Malang (beritajatim.com) – Damia Safira Ghassani mencatatkan prestasi yang membanggakan. Dia menjadi peserta termuda lolos Seleksi Nasional Berdasarkan Prestasi (SNBP) di Universitas Brawijaya (UB) Malang.
Damia lolos SNBP di UB pada usia 16 tahun. Ia pun dinobatkan sebagai peserta termuda di jalur SNBP tahun akademik 2023/2024. Damia diketahui menjadikan Jurusan Teknik Industri sebagai pilihan pertama.
“Kualitas UB dan Teknik Industri UB sudah terakreditasi unggul serta terbukti berkualitas, pun lokasi kampus yang strategis di kota Malang,” kata Damia, Kamis (13/4/2023).
Damia mengungkapkan cara dia dapat masuk bangku kuliah ketika usianya masih begitu muda. Saat di bangku SMP dan SMA, dirinya ikut program akselerasi.
Baca Juga:
Siswa Asal Jatim Terbanyak Diterima di Jalur SNBP 2023
“Jadi bisa lulus SMP dan SMA masing-masing ditempuh selama 2 tahun, dan selama 2 tahun itu saya fokus nilai-nilai untuk bisa masuk di PTN impian,” ujar perempuan asal Sidoarjo itu.

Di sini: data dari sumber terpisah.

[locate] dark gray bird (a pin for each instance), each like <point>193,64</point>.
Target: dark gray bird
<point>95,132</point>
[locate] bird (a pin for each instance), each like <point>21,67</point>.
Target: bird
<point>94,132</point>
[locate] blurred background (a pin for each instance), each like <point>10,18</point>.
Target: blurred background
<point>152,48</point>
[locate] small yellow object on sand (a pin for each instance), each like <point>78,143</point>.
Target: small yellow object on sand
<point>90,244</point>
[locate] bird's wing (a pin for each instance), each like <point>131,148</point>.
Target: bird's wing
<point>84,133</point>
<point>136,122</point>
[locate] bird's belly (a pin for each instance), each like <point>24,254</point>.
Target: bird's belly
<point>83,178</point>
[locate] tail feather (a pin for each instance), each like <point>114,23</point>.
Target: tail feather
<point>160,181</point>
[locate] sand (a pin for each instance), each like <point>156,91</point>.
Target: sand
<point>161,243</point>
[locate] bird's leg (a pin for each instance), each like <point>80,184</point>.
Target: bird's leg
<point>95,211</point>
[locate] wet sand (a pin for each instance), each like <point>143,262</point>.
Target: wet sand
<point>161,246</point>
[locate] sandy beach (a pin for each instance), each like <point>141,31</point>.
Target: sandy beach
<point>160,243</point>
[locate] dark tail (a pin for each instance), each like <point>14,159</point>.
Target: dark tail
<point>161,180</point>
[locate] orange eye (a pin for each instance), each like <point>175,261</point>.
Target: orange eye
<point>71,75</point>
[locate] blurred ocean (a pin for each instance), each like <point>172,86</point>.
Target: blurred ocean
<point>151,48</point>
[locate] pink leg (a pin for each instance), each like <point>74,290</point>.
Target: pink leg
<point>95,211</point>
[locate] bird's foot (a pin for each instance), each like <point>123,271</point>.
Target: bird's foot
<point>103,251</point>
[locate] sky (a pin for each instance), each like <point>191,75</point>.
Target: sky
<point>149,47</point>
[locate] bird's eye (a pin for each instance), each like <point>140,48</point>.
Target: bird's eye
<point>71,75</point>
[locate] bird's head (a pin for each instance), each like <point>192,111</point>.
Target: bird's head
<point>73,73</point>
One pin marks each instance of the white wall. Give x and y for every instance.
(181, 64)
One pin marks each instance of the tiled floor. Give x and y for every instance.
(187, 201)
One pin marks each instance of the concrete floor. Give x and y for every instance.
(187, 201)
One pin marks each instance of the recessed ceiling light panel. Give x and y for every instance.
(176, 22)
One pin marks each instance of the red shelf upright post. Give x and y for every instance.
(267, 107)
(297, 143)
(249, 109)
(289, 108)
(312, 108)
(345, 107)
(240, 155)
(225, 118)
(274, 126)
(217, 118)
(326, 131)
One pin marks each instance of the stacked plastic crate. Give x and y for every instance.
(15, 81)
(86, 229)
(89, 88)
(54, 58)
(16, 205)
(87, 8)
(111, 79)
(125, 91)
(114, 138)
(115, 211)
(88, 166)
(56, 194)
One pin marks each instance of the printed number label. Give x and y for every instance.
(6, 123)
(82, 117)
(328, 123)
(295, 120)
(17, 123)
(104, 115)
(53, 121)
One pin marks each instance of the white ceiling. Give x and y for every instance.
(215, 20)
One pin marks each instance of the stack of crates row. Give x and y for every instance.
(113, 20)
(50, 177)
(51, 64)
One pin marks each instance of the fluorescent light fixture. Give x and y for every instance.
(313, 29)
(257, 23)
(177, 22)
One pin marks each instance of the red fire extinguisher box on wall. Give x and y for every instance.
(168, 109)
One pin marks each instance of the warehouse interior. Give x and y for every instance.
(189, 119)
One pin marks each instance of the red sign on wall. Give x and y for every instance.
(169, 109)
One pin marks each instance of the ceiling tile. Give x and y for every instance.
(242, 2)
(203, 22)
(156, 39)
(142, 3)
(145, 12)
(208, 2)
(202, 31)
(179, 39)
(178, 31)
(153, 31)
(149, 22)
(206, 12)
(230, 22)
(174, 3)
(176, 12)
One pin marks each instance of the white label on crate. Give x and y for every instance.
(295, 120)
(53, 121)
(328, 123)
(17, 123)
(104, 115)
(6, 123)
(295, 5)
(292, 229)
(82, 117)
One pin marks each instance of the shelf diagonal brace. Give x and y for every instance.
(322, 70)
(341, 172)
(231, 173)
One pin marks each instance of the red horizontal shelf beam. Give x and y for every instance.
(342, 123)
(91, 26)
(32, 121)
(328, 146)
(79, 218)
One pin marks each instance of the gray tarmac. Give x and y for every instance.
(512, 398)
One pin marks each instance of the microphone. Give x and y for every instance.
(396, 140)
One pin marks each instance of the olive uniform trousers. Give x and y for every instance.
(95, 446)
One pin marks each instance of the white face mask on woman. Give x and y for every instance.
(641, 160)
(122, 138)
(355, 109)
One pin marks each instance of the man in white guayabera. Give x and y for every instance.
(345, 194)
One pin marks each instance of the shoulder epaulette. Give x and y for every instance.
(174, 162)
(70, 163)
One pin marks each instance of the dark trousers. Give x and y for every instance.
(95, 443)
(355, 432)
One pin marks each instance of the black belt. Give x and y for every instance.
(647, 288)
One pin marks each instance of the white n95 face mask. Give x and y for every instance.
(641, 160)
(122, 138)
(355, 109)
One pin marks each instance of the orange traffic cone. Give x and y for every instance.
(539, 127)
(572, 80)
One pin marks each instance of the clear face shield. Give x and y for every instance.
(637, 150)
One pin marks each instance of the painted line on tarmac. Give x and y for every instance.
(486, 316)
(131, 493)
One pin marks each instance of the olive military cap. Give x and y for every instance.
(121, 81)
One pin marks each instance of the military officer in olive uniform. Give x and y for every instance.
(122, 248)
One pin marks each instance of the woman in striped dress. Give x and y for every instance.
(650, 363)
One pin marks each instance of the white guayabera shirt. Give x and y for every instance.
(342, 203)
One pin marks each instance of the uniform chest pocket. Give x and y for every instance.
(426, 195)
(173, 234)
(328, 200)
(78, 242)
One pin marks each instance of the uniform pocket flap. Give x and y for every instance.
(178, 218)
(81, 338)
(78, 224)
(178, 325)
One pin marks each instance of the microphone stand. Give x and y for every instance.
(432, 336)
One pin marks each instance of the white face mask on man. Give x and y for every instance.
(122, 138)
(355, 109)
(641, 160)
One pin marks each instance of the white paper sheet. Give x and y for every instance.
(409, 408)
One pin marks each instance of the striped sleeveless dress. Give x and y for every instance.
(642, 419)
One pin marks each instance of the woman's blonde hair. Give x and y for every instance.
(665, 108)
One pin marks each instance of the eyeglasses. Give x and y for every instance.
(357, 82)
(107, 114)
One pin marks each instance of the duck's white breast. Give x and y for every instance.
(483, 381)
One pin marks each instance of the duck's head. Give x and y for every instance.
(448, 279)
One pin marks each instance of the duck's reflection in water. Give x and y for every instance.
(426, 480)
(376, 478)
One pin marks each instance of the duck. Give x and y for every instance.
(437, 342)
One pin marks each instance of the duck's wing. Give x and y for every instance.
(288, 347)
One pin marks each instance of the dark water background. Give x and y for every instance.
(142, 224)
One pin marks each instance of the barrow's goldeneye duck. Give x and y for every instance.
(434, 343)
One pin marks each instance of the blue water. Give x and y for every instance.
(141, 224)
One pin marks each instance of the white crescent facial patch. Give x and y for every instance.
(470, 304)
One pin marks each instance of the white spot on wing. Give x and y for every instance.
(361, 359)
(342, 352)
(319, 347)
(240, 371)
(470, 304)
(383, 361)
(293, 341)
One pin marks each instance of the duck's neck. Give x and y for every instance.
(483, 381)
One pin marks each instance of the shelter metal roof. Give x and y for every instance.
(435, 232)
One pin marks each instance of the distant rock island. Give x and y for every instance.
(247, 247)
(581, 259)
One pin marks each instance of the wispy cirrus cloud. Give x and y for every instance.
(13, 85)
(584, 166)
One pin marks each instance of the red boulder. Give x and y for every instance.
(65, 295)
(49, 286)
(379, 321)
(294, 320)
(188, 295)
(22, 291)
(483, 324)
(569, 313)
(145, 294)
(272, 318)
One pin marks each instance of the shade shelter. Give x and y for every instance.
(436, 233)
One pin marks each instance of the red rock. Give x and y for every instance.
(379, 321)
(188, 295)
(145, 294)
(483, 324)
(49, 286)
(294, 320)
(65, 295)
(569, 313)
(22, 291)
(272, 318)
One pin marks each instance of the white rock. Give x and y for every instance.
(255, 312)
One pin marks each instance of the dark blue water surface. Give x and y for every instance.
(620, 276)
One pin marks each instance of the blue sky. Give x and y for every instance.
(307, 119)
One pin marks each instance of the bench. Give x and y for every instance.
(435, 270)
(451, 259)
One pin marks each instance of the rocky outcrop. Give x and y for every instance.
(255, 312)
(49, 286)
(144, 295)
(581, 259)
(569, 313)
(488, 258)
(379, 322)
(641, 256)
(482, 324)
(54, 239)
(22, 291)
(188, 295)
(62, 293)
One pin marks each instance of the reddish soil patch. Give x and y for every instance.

Damia memandang kelulusannya di SNBP UB dapat memberinya dampak positif untuk adik kelasnya. Hal itu membuka kesempatan dan tidak perlu lagi khawatir pada pendidikan selanjutnya setelah lulus dari SMA.
Dia pun berpesan pada sesama peserta seleksi nasional maupun seleksi mandiri agar tidak mudah menyerah. Ia berpesan agar percaya pada rencana Tuhan dan tidak lupa berdoa.
Baca Juga:
Selamat! 80 Siswa MAN 2 Kota Malang Lulus Jalur SNBP 2023
“Tetap percaya bahwa rencana Tuhan merupakan yang terbaik untuk kita dengan diiringi usaha dan doa, sehingga ketidaklolosan kalian di SNBP maupun di penyeleksian perguruan tinggi lain bukan menjadi akhir dari segalanya,” tandasnya.

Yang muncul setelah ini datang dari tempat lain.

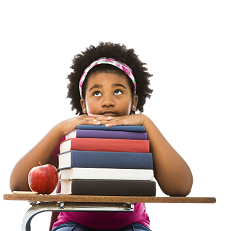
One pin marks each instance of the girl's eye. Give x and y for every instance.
(97, 93)
(118, 92)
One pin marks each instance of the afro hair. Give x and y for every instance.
(110, 50)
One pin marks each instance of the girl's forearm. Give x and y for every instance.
(171, 171)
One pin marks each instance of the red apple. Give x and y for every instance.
(43, 179)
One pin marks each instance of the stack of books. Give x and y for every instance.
(107, 161)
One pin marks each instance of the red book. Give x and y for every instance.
(105, 145)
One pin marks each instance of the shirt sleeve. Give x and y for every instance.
(57, 150)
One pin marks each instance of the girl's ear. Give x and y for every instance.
(83, 105)
(134, 102)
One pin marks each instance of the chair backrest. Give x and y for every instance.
(54, 215)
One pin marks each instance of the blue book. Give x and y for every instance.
(113, 128)
(94, 159)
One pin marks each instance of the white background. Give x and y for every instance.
(186, 45)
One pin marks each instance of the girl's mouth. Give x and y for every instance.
(109, 113)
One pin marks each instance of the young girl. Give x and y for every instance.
(107, 86)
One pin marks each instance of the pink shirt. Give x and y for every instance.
(103, 220)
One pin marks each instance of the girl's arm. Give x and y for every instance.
(170, 170)
(42, 152)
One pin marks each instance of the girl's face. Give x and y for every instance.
(108, 94)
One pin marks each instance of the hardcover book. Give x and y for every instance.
(94, 159)
(106, 173)
(78, 133)
(108, 187)
(113, 128)
(105, 145)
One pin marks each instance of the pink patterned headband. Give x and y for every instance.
(127, 70)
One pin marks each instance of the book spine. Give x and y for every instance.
(113, 188)
(107, 173)
(92, 159)
(113, 128)
(108, 134)
(106, 145)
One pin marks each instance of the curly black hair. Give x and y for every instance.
(110, 50)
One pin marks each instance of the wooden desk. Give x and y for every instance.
(80, 203)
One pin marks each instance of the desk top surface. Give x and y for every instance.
(111, 199)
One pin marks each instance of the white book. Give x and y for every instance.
(106, 173)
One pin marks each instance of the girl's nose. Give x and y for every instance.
(108, 101)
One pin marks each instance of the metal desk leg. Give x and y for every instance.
(72, 207)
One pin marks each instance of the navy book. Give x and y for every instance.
(97, 159)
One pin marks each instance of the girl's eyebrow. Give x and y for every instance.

Sebagai informasi pada tahun 2023, Universitas Brawijaya menerima sebanyak 5.380 calon mahasiswa lewat jalur Seleksi Nasional Berdasarkan Prestasi. Lima ribu lebih calon mahasiswa itu diseleksi dari total 26.487 pendaftar. Jumlah tersebut menjadikan UB sebagai perguruan tinggi dengan pendaftar dan penerima peserta terbanyak pertama di Indonesia. [dan/beq]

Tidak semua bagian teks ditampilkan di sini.